Monday, November 28, 2005

Happy One-Sixth of Your Year

And so we now get to deal with more than a month of holiday-themed commercials and jingles and print ads and incessant Christmas music and movies to the point where one wants to cap oneself. Don't get me wrong -- I enjoy Christmas as much as the next guy. However, I like that it's only 12/25. Or only December. I don't like that it's now a two-month season and by the time it's over it feels like the South after the Civil War around here or Salt Lake City after the Olympic games. That is to say, spent.

It all really begins now right after Halloween. You go into a drugstore or mall in early November and there's Christmas shit everywhere. Christmas carols playing nonstop. But that's just the beginning. When I was a kid, a couple of New York radio stations began playing 24 hours of Christmas music from Christmas Eve through Christmas Day. Well, that's nice. I like that. It's sort of like the yule log but on the radio. Well, then some jackass had the bright idea to extend it to more than 24 hours.

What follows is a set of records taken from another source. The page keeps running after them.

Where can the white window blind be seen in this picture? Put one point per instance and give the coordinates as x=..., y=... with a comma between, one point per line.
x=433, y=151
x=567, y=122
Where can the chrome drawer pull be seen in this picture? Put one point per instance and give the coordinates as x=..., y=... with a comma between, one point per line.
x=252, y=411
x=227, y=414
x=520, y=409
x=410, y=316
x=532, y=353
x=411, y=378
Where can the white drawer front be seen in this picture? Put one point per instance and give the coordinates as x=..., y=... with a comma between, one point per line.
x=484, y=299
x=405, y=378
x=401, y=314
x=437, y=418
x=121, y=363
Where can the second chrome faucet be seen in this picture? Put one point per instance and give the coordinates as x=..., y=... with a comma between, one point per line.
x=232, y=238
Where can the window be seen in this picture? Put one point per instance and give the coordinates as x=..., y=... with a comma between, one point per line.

But it wasn't like we went from 24 hours to 48 hours or a week or something. No, we went straight to six fuckin' weeks of Christmas music. And, again, don't get me wrong. Hearing a nifty Christmas tune tucked in with other adult contemporary music is nice as you're driving home from work. But when radio stations change their goddamn format, as is the case of 106.7 Lite FM in New York the past couple of years, well, that's just a little bit ridiculous. You know when they went to 24/7 Christmas music this year? I'm really not sure because it happened so early, I wasn't even prepared to keep my ears open for it yet. I first noticed it on November 17. Do we really need five or six weeks of constant Christmas music? Who is in the mood on November 17? And, really, what ever happened to Thanksgiving? It's really just part of Christmas at this point. I remember as a kid they had Santa at the end of the Thanksgiving Day Parade and they always said the season officially began with that and I always remember us thinking, man, that's a long way off; how silly. But now it's begun even before Santa gets his ass off the beach at the end of August! How much longer before Christmas swallows up Halloween as well?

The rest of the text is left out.